Cuando termina el último plátano, se da una palmada en la barriga, se levanta y se encamina hacia la puerta, y el negro grandote le cierra el paso y le dice que la norma es que los pacientes se queden sentados en el comedor hasta que a las siete treinta salgan todos. McMurphy se lo queda mirando como si no pudiera dar crédito a sus oídos, luego da media vuelta y mira a Harding. Éste hace un gesto afirmativo, conque McMurphy se encoge de hombros y vuelve a su sitio.

– Le aseguro que no quiero infringir esas malditas normas.

El reloj que cuelga al fondo del comedor señala las siete y cuarto, miente al decir que sólo llevamos quince minutos aquí, cuando todos sabemos que ha pasado al menos una hora. Todo el mundo ha terminado de comer y se apoya en el respaldo de las sillas y va siguiendo con la mirada el avance de la manecilla larga hasta que marca las siete y media. Los negros se llevan las bandejas sucias de los Vegetales y empujan los cochecitos de los dos viejos para llevarlos a la ducha. Casi la mitad de los tipos que están en el comedor dejan caer la cabeza entre los brazos con la intención de echar un sueñecito antes de que regresen los negros. Es lo único que se puede hacer, sin cartas ni revistas ni rompecabezas. Sólo dormir o mirar el reloj.
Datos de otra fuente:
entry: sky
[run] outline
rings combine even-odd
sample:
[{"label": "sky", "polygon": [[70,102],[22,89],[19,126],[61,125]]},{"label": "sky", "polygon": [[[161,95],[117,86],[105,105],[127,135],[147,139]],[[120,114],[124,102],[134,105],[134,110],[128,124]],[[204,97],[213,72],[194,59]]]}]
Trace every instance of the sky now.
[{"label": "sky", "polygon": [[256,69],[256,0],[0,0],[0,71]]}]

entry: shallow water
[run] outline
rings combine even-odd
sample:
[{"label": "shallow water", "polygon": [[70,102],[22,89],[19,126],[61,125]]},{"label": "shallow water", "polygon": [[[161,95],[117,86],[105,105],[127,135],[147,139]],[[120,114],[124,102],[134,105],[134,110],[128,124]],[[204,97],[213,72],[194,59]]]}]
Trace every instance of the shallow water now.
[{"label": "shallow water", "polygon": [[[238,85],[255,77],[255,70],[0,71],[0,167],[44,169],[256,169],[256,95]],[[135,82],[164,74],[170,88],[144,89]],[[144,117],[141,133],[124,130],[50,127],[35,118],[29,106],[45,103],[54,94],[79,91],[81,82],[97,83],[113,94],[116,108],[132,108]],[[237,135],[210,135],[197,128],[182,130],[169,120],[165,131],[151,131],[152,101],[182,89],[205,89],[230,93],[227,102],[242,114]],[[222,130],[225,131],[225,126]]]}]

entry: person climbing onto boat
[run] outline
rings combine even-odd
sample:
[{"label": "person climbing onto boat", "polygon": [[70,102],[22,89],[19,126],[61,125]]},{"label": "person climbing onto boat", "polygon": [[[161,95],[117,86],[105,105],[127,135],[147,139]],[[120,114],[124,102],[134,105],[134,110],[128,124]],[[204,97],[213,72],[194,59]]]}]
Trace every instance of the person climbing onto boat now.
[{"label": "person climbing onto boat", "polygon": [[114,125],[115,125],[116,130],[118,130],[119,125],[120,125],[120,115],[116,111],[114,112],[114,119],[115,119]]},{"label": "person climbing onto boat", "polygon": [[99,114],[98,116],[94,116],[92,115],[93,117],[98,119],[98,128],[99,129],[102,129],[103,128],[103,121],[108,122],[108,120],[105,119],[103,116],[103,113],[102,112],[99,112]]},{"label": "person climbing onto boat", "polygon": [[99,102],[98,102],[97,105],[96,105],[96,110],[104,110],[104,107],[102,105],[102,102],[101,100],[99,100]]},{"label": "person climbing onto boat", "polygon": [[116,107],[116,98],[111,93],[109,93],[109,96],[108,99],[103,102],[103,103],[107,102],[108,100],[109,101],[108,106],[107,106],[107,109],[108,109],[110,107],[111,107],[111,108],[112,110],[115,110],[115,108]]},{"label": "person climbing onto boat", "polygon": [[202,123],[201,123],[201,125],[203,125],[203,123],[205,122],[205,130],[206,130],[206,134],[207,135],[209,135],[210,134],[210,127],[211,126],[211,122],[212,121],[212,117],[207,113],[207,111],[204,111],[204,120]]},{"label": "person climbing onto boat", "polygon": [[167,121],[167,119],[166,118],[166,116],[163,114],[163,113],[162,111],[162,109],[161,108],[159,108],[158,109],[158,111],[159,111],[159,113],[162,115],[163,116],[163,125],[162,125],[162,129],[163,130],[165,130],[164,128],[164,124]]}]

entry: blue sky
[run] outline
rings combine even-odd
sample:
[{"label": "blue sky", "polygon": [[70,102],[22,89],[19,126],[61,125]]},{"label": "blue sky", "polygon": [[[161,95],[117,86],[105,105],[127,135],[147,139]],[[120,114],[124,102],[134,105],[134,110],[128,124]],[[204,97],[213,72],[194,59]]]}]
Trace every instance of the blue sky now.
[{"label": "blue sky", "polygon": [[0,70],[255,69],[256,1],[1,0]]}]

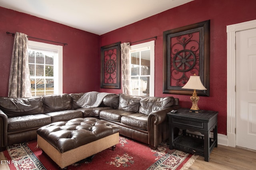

Pero McMurphy no puede quedarse quieto haciendo eso; necesita movimiento. Después de pasar dos minutos apartando con la cuchara los restos de comida que quedan en su plato, se dispone a entrar en acción. Se mete los pulgares en los bolsillos, se echa hacia atrás y cierra un ojo para mirar el reloj de pared. Luego se frota la nariz.

– Sabéis una cosa… ese viejo reloj me ha hecho pensar en los blancos del campo de tiro de Fort Riley. Allí conseguí mi primera medalla, por mi gran puntería. Murphy, Ojo Certero. ¿Quién quiere apostarse un miserable dólar a que no consigo acertar en medio de la esfera de ese reloj con este trocito de mantequilla o a que ni tan sólo le doy a la esfera?

Tres aceptan la apuesta y McMurphy coge su trocito de mantequilla, lo coloca sobre el cuchillo y lo catapulta. Queda pegado en la pared, al menos a unas seis pulgadas a la izquierda del reloj y todo el mundo se ríe de él hasta que comienza a pagar sus deudas. Aún siguen preguntando si ha dicho ojo certero u

ojos ciegos [5] cuando el negro más bajito vuelve de limpiar a los Vegetales y todo el mundo baja la vista y se queda muy quieto mirando su plato. El negro nota que algo pasa, pero no consigue adivinar qué. Y es muy probable que nunca lo hubiera descubierto de no ser por el viejo Coronel Matterson que al mirar a su alrededor, ve el trozo de mantequilla pegado a la pared y ello le impulsa a señalarlo y a iniciar una de sus disertaciones. Comienza a explicarnos con voz pausada y sonora, como si lo que está diciendo tuviera algún sentido:

– La man-te-qui-lla… es el par-ti-do re-pu-bli-cano…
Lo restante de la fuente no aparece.